For context, a 5 mmHg reduction in systolic blood pressure is associated with approximately 9% reduced risk of major cardiovascular events in epidemiological data. The effects seen in arginine and citrulline trials — modest but consistent — fall within a clinically meaningful range, particularly for individuals already pursuing dietary and lifestyle interventions.

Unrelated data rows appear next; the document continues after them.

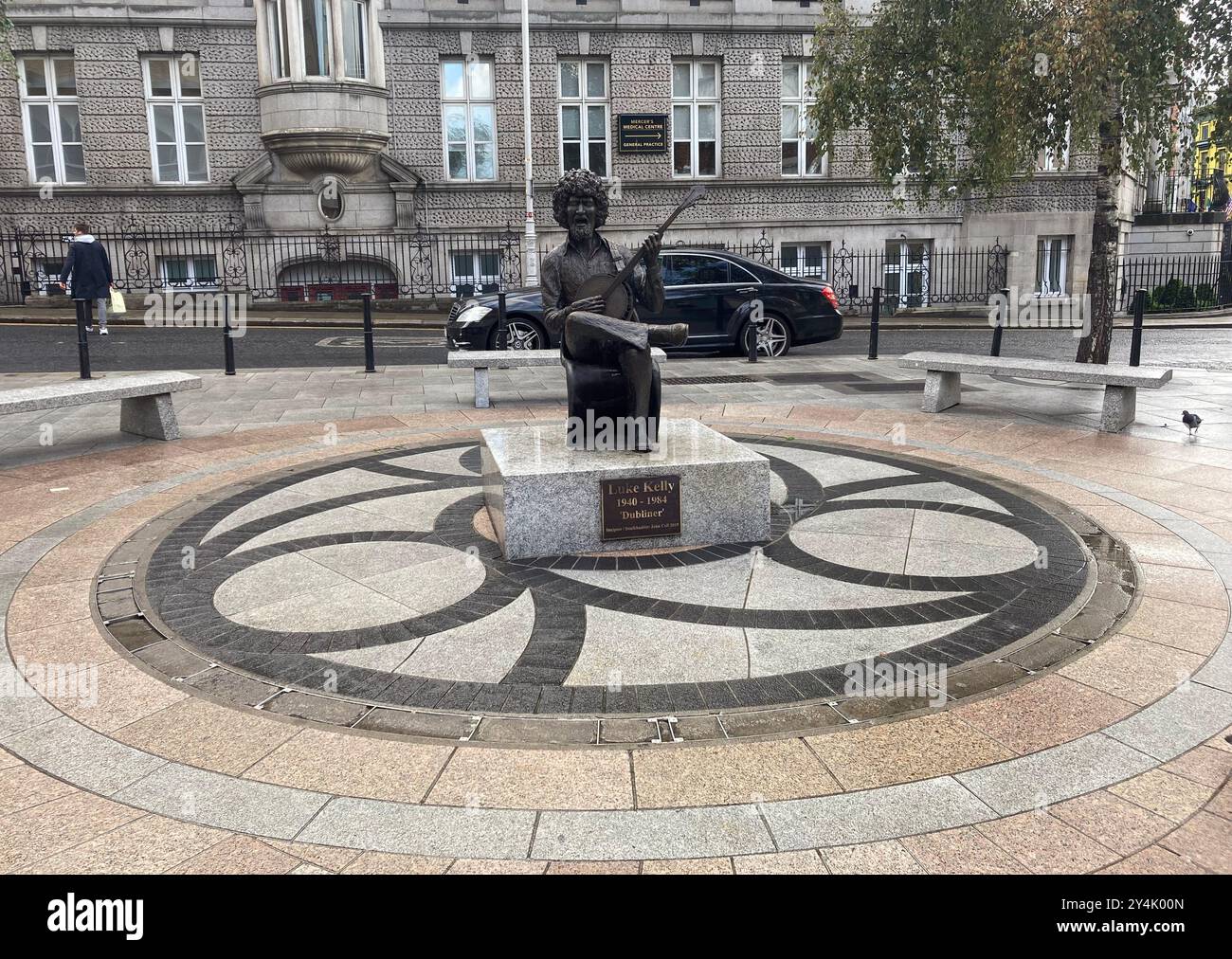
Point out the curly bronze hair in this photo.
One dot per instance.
(579, 181)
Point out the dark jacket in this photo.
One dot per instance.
(89, 266)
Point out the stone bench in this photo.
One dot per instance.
(146, 406)
(944, 371)
(483, 360)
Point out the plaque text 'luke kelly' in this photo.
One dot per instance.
(640, 508)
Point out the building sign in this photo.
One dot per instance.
(641, 508)
(642, 132)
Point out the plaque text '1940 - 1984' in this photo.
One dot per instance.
(640, 508)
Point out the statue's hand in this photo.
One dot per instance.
(588, 304)
(651, 245)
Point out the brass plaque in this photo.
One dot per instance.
(640, 508)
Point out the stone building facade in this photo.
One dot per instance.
(387, 116)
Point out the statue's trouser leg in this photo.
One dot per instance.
(620, 343)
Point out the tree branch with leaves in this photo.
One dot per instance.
(966, 95)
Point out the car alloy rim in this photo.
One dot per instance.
(771, 338)
(522, 336)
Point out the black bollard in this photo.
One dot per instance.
(875, 323)
(228, 340)
(370, 360)
(1001, 324)
(82, 339)
(1140, 302)
(752, 327)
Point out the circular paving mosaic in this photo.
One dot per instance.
(376, 582)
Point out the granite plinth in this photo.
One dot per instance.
(545, 498)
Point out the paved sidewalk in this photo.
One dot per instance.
(1114, 757)
(267, 398)
(427, 317)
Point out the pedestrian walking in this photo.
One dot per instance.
(90, 273)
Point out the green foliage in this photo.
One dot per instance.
(1178, 296)
(968, 93)
(7, 60)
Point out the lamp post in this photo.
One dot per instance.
(530, 277)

Both compounds are best understood as adjuncts to established cardiovascular health strategies, not replacements. The quality of evidence is improving — but the most honest summary remains: promising, mechanistically sound, and in need of larger, better-standardised trials before strong clinical recommendations can be made.

Key References

  1. Shiraseb F et al. Effect of l-Arginine Supplementation on Blood Pressure in Adults: A Systematic Review and Dose–Response Meta-analysis of Randomized Clinical Trials. Adv Nutr. 2022;13(4):1226–1242. PMID 34967840
  2. Schulman SP et al. L-arginine therapy in acute myocardial infarction: the VINTAGE MI randomized clinical trial. JAMA. 2006;295(1):58–64. PMID 16391217
  3. Schwedhelm E et al. Pharmacokinetic and pharmacodynamic properties of oral L-citrulline and L-arginine: impact on nitric oxide metabolism. Br J Clin Pharmacol. 2008;65(1):51–59. PMID 17662090
  4. Barkhidarian B et al. Effects of L-citrulline supplementation on blood pressure: A systematic review and meta-analysis. Avicenna J Phytomed. 2019. PMC6369322
  5. Mirenayat MS et al. Effect of L-Citrulline supplementation on blood pressure: a systematic review and meta-analysis. Curr Hypertens Rep. 2018. PMID 30284051
  6. Morita M et al. Oral supplementation with a combination of L-citrulline and L-arginine rapidly increases plasma L-arginine concentration and enhances NO bioavailability. Biochem Biophys Res Commun. 2014;521(3):736–741. PMID 25445598
  7. Khalaf D et al. The Effects of Oral L-Arginine and L-Citrulline Supplementation on Blood Pressure. Nutrients. 2019;11(7):1679. PMC6683098
  8. eNOS uncoupling and endothelial dysfunction review. Cell Mol Biol Lett. 2023. DOI 10.1186/s11658-023-00423-2
  9. Morris SM Jr et al. Supplemental Citrulline Is More Efficient Than Arginine in Increasing Systemic Arginine Availability in Mice. PMC5368575
  10. 2025 Meta-analysis in middle-aged and elderly adults. ScienceDirect 2025

This article is for educational and informational purposes only. It does not constitute medical advice and is not a substitute for consultation with a qualified healthcare professional. L-arginine and L-citrulline interact with prescription antihypertensive medications — always discuss supplementation with your doctor or pharmacist before use. The VINTAGE MI trial finding (increased post-MI mortality) is a confirmed contraindication that must be respected.